Digitisation against natural disasters
A similar cooperation has already taken place in Aceh in Sumatra. The devastating tsunami in 2004 provided a dramatic reminder of just how urgent the need to permanently preserve these ancient writings is, with countless manuscripts being irretrievably lost in that disaster.
The manuscripts in the collections of the sultans of Yogyakarta and Surakarta, too, have as yet no duplicates or modern digital backup copies.
For the collectors and scholars the worry is that a natural disaster such as an earthquake, hurricane, fire or even an eruption of the nearby Mount Merapi volcano might occur and destroy the manuscripts.
Through their work on cataloguing and presentation on the Internet, those involved in the project are endeavouring to lay the foundation for the next generation of researchers. The sultans' collections are, after all, testimony to the spread of Islam in Indonesia as well as to its coexistence with other religions. "There are very many traditional heroic epics in the collections at the Kraton Palace in Yogyakarta which have their origins in the pre-Islamic period," says project coordinator Hanstein.
For the history and culture of the sultans' courts, too, the manuscripts represent a priceless treasure house for scholary research. Pardiyono, a slim man with glasses has worked in the museum for 20 years.
He is very enthusiastic about the knowledge hidden away in the books on everything from astronomy to literature. He is happy that digitisation will mean an end to him having to hand over "his treasures" to strangers.
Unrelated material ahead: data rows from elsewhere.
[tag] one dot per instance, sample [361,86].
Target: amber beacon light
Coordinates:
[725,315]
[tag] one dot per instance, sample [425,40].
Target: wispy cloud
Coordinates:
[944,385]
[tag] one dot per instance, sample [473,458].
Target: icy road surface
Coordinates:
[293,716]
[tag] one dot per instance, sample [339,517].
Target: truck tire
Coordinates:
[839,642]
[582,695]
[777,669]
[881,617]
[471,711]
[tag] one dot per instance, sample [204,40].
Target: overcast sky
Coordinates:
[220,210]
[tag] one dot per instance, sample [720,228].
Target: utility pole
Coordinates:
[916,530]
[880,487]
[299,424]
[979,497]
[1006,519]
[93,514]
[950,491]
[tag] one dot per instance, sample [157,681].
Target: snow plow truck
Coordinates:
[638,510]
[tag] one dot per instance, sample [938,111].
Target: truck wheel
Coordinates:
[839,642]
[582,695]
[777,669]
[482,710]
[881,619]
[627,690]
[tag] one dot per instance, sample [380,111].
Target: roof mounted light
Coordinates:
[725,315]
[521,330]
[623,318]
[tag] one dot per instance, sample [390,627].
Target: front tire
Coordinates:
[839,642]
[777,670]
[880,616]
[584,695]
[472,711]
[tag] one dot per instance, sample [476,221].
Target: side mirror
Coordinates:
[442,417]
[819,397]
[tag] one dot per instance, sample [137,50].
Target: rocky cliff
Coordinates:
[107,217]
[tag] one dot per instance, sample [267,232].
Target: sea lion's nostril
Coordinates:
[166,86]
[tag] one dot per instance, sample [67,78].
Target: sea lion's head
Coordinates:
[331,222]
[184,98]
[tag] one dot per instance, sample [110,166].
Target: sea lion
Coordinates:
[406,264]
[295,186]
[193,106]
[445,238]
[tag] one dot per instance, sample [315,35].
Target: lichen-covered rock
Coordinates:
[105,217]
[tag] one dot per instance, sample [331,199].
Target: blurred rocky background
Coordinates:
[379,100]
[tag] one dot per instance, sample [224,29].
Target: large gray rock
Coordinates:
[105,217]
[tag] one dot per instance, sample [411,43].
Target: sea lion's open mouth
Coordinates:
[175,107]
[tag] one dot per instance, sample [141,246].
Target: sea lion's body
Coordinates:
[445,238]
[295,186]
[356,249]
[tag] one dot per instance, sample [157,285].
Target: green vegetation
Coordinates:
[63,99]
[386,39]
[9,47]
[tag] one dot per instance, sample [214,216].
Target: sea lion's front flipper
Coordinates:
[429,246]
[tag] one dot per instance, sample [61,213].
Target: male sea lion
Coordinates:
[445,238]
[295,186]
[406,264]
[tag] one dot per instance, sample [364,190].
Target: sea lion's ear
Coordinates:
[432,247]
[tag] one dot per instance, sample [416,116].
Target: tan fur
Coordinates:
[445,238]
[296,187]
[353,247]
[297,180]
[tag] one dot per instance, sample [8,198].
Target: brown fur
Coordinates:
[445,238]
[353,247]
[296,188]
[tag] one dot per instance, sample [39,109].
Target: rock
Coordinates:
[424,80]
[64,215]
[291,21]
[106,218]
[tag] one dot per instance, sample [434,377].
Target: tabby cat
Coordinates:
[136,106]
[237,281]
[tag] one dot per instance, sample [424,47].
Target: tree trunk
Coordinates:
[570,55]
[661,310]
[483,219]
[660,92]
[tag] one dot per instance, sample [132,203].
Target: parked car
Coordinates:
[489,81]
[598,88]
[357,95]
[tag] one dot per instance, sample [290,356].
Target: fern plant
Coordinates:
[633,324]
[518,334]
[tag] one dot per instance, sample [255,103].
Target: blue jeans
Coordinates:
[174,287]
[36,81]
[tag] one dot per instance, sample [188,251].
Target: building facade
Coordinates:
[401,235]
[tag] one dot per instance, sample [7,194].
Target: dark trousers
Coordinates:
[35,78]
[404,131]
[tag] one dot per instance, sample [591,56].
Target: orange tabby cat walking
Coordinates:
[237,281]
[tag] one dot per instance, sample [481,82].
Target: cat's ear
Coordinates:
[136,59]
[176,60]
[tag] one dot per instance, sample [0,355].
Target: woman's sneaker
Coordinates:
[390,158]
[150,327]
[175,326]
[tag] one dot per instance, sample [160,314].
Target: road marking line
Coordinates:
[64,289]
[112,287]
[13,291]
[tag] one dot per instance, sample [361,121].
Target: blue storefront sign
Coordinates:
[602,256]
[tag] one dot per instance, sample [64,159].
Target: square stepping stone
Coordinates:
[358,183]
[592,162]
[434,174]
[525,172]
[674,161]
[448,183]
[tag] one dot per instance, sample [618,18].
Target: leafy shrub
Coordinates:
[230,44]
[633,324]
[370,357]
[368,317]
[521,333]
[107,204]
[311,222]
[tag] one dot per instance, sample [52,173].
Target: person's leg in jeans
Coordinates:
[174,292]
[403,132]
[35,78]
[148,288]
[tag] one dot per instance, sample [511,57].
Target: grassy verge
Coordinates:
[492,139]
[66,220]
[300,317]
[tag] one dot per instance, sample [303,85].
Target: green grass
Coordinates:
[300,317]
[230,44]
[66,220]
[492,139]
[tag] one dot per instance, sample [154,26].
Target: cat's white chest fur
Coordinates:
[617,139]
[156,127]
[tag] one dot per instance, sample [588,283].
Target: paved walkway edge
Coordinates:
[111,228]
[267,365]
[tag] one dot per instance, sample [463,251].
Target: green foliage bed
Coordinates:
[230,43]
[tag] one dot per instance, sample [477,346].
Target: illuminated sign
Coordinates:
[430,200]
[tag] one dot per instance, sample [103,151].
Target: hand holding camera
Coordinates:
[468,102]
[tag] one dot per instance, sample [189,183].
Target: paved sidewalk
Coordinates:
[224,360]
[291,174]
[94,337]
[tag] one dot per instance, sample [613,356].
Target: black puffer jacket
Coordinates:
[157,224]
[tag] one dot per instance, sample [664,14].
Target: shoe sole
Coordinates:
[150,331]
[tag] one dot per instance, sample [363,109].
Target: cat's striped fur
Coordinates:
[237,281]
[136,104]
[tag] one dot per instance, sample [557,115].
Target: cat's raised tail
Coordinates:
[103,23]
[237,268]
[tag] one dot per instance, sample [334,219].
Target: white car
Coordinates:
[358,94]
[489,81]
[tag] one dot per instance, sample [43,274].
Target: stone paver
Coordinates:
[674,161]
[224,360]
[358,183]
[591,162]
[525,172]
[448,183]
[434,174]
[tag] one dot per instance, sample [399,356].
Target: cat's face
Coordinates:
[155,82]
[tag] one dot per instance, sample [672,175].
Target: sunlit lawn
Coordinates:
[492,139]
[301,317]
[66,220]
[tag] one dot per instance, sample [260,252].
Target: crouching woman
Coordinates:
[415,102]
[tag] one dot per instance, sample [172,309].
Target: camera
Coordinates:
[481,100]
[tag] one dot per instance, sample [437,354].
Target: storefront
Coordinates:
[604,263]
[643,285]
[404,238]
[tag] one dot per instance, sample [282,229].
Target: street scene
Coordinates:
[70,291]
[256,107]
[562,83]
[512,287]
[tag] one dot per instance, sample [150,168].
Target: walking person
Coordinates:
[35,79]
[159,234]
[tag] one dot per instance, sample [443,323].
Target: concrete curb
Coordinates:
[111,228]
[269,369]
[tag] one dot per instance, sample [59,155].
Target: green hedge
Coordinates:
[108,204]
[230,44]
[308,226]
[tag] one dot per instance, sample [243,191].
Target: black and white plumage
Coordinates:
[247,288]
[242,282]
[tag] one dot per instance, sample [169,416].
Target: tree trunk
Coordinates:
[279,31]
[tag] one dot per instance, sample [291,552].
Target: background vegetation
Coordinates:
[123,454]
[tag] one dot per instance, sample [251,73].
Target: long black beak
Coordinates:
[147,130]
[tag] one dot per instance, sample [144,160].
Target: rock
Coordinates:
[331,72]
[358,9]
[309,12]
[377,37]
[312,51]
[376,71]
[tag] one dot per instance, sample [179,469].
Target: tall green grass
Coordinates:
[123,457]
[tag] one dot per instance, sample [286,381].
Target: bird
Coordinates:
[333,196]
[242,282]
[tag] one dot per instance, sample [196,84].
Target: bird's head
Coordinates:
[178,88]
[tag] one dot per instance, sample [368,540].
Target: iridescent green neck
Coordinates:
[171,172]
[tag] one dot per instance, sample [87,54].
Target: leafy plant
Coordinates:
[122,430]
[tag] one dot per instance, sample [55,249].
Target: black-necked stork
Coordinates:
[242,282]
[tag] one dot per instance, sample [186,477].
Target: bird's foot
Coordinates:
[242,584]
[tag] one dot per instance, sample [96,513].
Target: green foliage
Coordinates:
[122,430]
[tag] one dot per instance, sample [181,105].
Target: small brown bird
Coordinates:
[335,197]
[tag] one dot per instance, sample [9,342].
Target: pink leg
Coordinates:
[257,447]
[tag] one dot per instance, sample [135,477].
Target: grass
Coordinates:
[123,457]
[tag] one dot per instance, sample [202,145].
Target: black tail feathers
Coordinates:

The greatest enemies these books have are people, explains project coordinator Muhammad Wildan of the UIN, referring to some of the rough treatment often meted out to the old works in the museum's reading room. A glance around the shelves makes one thing clear: the keepers of this cultural heritage are going to have their work cut out for them for quite some time to come. Along the stairs towards the museum's exit lie stacks of thousands of yellowing newspapers, languishing in the humid tropical air.